На одних прошедшие годы вдруг разом сваливаются немочью, да недугами, да старческим слабоумием, другие же, и от роду здоровьем не богатые, от прожитых лет только тверже становятся, как мореное дерево, и до самого смертного часа хранят зрелую ясность ума. Таков был и Прохор…
Сам боярский сын, смолоду стремился он к Божеской чистоте, по душевному велению принял священнический чин, нес его, как награду и благодать, за что и был поставлен в епископы еще митрополитом Максимом. Вот уж двадцатый год возглавлял он одну из самых древних и почитаемых на Руси ростовскую епархию.

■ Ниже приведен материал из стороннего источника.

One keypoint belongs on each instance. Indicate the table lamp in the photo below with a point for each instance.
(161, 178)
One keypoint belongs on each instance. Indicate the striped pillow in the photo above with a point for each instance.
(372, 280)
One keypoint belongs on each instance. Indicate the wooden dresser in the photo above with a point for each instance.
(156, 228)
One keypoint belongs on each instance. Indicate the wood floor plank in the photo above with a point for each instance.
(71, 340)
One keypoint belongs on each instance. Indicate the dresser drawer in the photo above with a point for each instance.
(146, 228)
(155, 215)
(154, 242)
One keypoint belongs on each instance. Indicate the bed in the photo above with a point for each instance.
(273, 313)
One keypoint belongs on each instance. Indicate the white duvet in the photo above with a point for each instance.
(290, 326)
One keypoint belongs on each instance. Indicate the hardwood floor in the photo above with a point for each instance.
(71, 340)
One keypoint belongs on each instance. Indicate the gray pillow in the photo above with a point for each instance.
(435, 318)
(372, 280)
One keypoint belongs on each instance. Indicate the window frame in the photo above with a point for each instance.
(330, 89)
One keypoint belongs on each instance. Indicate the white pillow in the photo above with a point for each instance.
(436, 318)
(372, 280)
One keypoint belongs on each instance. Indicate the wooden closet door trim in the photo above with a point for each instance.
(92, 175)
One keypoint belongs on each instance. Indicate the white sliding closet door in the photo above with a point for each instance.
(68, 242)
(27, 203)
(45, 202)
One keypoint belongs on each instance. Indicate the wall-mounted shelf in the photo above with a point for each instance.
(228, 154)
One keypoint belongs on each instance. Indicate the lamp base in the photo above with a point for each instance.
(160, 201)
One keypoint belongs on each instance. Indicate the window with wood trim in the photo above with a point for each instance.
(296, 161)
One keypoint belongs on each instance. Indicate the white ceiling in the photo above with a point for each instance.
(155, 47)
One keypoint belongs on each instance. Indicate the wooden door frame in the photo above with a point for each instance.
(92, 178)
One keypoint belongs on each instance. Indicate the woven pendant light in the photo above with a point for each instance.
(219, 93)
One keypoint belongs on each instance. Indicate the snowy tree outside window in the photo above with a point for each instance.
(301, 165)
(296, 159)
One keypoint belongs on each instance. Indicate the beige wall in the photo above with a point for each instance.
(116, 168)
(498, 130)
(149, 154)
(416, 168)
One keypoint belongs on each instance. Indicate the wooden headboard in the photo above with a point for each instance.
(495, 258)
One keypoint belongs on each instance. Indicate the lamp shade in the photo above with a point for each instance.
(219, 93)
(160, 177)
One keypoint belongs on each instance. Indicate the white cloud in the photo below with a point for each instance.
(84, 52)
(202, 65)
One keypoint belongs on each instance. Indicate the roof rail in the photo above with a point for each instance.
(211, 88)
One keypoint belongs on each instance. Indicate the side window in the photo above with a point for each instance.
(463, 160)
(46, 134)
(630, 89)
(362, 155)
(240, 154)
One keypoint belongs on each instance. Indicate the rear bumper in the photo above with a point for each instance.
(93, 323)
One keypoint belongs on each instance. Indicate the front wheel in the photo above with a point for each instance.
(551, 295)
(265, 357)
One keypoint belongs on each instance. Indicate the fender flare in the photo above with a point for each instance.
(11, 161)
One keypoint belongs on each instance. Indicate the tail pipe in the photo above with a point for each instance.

Несмотря на скудное тело и невеликий рост, вопреки покладистости в отношениях с Ордой ростовских владетелей, вопреки благодушию и смиренности паствы сам владыка Прохор был воинствен, Христа и православную веру чтил свято, а всякую же немецкую ересь и наипаче того поганое иноверие отвергал столь непримиримо и яростно, что некоторые и рады были бы вовсе не слышать хулительных и опасных речей епископа. Боялись ростовцы ханского гнева.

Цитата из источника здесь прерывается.